问题
I used the following code to connect Flink to ElasticSearch. But when running with Flink, a lot of errors are displayed.The program first enters the data from a port and then reads each line in the command line according to the program written. It then displays the number of words. The main problem is when connecting to a elasticsearch that unfortunately gives error when connecting. Are these errors? What classes do you need to connect Minimal Flink to Elastic Search?
public class Elastic {
public static void main(String[] args) throws Exception {
// the port to connect to
final int port;
try {
final ParameterTool params = ParameterTool.fromArgs(args);
port = params.getInt("port");
} catch (Exception e) {
System.err.println("No port specified. Please run 'SocketWindowWordCount --port <port>'");
return;
}
// get the execution environment
final StreamExecutionEnvironment env = StreamExecutionEnvironment.getExecutionEnvironment();
// get input data by connecting to the socket
DataStream<String> text = env.socketTextStream("localhost", port, "\n");
// parse the data, group it, window it, and aggregate the counts
DataStream<WordWithCount> windowCounts = text
.flatMap(new FlatMapFunction<String, WordWithCount>() {
@Override
public void flatMap(String value, Collector<WordWithCount> out) {
for (String word : value.split("\\s")) {
out.collect(new WordWithCount(word, 1L));
}
}
})
.keyBy("word")
.timeWindow(Time.seconds(5), Time.seconds(1))

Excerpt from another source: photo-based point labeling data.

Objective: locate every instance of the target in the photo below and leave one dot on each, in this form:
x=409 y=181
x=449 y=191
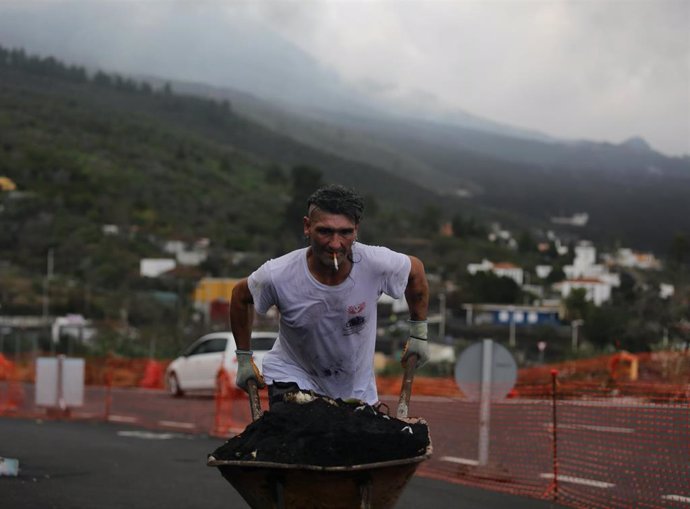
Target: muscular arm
x=242 y=314
x=417 y=291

.reduce(new ReduceFunction<WordWithCount>() {
@Override
public WordWithCount reduce(WordWithCount a, WordWithCount b) {
return new WordWithCount(a.word, a.count + b.count);
}
});
// print the results with a single thread, rather than in parallel
windowCounts.print().setParallelism(1);
text.print().setParallelism(1);
env.execute("Socket Window WordCount");
List<HttpHost> httpHosts = new ArrayList<HttpHost>();
httpHosts.add(new HttpHost("127.0.0.1", 9200, "http"));
httpHosts.add(new HttpHost("10.2.3.1", 9200, "http"));
httpHosts.add(new HttpHost("my-ip",9200,"http"));
ElasticsearchSink.Builder<String> esSinkBuilder = new ElasticsearchSink.Builder<String>(
httpHosts,
new ElasticsearchSinkFunction<String>() {
public IndexRequest createIndexRequest(String element) {
Map<String, String> json = new HashMap<String, String>();
json.put("data", element);
return Requests.indexRequest()
.index("iran")
.type("int")
.source(json);
}
@Override
public void process(String element, RuntimeContext ctx, RequestIndexer indexer) {
indexer.add(createIndexRequest(element));
}
}
);
esSinkBuilder.setBulkFlushMaxActions(1);
final Header[] defaultHeaders = new Header[]{new BasicHeader("header", "value")};
esSinkBuilder.setRestClientFactory(new RestClientFactory() {
@Override
public void configureRestClientBuilder(RestClientBuilder restClientBuilder) {
restClientBuilder.setDefaultHeaders(defaultHeaders)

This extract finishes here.